Corporate Merger and Acquisition Primer
Many communities are faced with the side effects of mergers and acquisitions each year. This primer from the Economist might be informative to you if you are one of those communities.
There are three types of mergers: 1) horizontal integration, when two similar firms tie the knot; 2) vertical integration, in which two firms at different points in the supply chain get together; and 3) diversification, when two companies with nothing in common jump into bed. These can be a voluntary merger of equals, a voluntary takeover of one firm by another; or a hostile takeover—in which the management of one firm a tries to buy a majority of shares in another.
Mergers in America are regulated by the Federal Trade Commission, and in Europe by individual countries (Europe’s competition commissioner scrutinises cross-border mergers).

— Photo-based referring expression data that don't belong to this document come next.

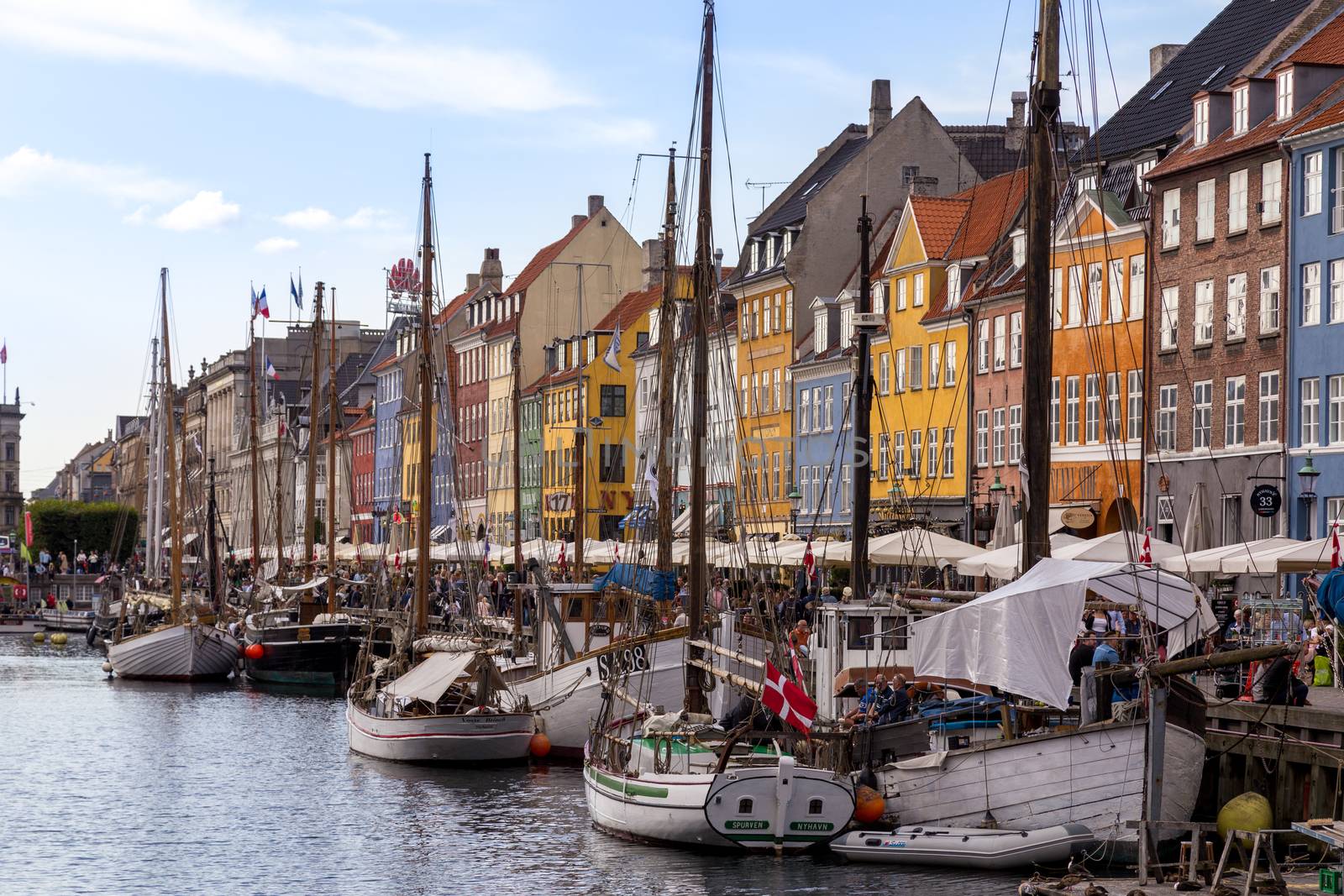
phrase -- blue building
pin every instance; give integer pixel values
(1316, 265)
(823, 419)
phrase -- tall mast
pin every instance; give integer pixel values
(427, 375)
(174, 521)
(309, 483)
(862, 410)
(580, 446)
(705, 288)
(667, 375)
(333, 422)
(1038, 333)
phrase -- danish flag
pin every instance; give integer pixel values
(786, 700)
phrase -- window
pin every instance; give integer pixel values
(1137, 286)
(1269, 300)
(1310, 391)
(1116, 291)
(1312, 183)
(1336, 385)
(1269, 407)
(1000, 436)
(1072, 410)
(1236, 202)
(1166, 429)
(1093, 419)
(612, 401)
(1135, 425)
(1272, 191)
(1171, 219)
(1075, 296)
(1205, 210)
(1234, 412)
(1236, 307)
(1284, 93)
(1200, 121)
(1241, 109)
(1054, 410)
(1310, 295)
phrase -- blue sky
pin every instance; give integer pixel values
(237, 141)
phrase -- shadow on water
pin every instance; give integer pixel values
(144, 788)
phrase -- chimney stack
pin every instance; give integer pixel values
(879, 107)
(652, 262)
(492, 271)
(1160, 55)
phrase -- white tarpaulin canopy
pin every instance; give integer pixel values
(1005, 563)
(1018, 637)
(429, 679)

In both places, mergers that are deemed to be against the public interest can be vetoed.
Merger activity generally comes in waves, and is most common when shares are overvalued. The late 1990s saw fevered activity in America, Europe and Asia. Then the pace slowed in most industries, particularly after September 11th 2001. But cross-border deals continue to surge in Japan and some western companies are now eyeing up China, a potentially huge market. Four big merger announcements in June 2003 suggest that the pace is picking up once again as companies that weathered the global recession seek bargains among their battered brethren.
In theory, different sorts of mergers bring different benefits. But the damning lesson of the merger waves of the past 50 years is that, with one big exception—the spate of leveraged buy-outs in the United States during the 1980s—many mergers have failed miserably.